Latest comment: 5 years ago by Om777om in topic Quote removed from page.

[[Image:[[Media:Are the quotes re: the domination of a (feminised) nature legitimate? I'm referring to these ones:[[Media:Example.ogg]'Bold text']

"My only earthly wish is... to stretch the deplorably narrow limits of man's dominion over the uiniverse to their promised bounds... [nature will be] bound into service, hounded in her wanderings and put on the rack and tortured for her secrets."
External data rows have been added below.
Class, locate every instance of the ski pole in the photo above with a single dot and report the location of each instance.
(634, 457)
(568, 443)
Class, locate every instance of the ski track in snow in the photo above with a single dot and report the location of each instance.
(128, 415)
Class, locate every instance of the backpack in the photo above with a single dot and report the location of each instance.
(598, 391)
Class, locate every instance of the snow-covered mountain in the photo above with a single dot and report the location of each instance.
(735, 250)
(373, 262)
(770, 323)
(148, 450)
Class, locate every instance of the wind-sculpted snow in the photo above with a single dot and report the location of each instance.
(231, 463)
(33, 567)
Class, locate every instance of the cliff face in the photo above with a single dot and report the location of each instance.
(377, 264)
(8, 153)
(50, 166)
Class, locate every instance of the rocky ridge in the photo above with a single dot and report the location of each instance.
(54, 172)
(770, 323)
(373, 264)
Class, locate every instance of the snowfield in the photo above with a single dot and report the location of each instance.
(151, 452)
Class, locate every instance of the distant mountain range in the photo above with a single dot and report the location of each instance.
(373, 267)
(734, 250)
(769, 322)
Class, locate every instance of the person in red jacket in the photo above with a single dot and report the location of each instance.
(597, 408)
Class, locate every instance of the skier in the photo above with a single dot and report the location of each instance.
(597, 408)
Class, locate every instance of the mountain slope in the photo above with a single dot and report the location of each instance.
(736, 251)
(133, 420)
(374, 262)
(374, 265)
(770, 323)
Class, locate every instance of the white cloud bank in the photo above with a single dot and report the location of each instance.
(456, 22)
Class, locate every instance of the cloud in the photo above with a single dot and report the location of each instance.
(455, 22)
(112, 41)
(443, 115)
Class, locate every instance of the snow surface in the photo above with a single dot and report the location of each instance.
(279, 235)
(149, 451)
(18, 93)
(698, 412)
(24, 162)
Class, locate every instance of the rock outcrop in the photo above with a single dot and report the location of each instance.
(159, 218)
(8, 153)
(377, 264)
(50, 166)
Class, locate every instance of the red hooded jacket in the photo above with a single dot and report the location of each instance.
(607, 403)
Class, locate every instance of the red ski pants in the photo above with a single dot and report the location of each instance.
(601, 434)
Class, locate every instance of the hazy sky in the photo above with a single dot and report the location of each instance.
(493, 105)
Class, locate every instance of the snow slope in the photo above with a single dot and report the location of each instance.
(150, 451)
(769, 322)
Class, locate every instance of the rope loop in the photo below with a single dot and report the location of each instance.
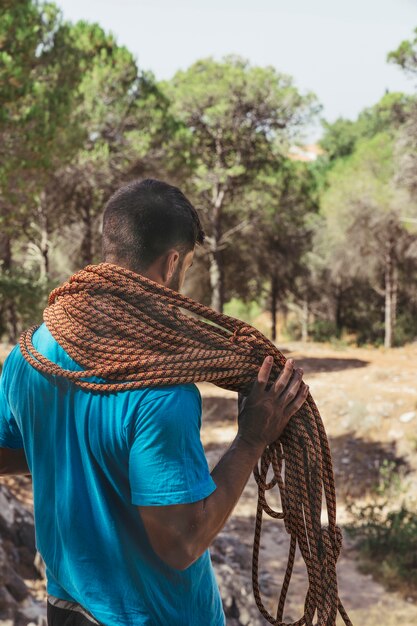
(130, 332)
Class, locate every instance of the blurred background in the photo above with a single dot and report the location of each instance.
(292, 127)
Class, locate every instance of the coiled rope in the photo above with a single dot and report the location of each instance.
(128, 330)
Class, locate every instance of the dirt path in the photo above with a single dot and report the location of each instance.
(368, 401)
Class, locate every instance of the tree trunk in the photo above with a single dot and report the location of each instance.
(216, 261)
(304, 321)
(44, 243)
(390, 295)
(274, 300)
(87, 240)
(8, 310)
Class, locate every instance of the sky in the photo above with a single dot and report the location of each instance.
(335, 48)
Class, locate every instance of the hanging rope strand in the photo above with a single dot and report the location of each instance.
(129, 331)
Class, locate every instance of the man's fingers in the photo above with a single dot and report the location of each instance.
(264, 372)
(284, 376)
(298, 401)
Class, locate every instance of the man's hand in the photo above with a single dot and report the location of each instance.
(263, 414)
(179, 534)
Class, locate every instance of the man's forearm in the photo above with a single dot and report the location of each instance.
(13, 461)
(230, 475)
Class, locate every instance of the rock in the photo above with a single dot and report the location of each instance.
(407, 417)
(17, 554)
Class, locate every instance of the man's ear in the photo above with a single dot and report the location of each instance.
(170, 264)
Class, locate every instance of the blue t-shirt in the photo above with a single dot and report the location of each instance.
(93, 456)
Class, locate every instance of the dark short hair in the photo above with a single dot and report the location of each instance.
(144, 219)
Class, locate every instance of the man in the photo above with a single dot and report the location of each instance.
(125, 505)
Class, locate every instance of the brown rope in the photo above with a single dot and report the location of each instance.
(129, 331)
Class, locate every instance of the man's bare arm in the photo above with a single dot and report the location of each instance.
(180, 533)
(13, 461)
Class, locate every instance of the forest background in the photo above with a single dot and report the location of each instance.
(328, 247)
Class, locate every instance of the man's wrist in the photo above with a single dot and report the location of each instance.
(256, 448)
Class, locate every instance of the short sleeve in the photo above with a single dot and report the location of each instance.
(10, 436)
(167, 464)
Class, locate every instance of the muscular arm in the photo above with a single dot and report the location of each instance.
(13, 461)
(180, 533)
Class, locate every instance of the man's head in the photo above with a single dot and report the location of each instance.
(151, 228)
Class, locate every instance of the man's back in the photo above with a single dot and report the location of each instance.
(94, 456)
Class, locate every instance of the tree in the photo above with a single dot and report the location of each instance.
(239, 120)
(364, 230)
(278, 206)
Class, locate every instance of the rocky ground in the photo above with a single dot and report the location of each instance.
(368, 401)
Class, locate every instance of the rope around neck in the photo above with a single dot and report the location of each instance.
(129, 331)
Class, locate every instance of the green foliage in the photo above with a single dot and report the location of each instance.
(387, 535)
(237, 117)
(322, 330)
(406, 55)
(246, 311)
(26, 293)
"I am come in very truth leading you to Nature with all her children to bind her to your service and make her your slave... the mechanical inventions of recent years do not merely exert a gentle guidance over Nature's courses, they have the power to conquer and subdue her, to shake her to her foundations."

Looking through e-texts on the internet, I can't find any corroboration of these attributions.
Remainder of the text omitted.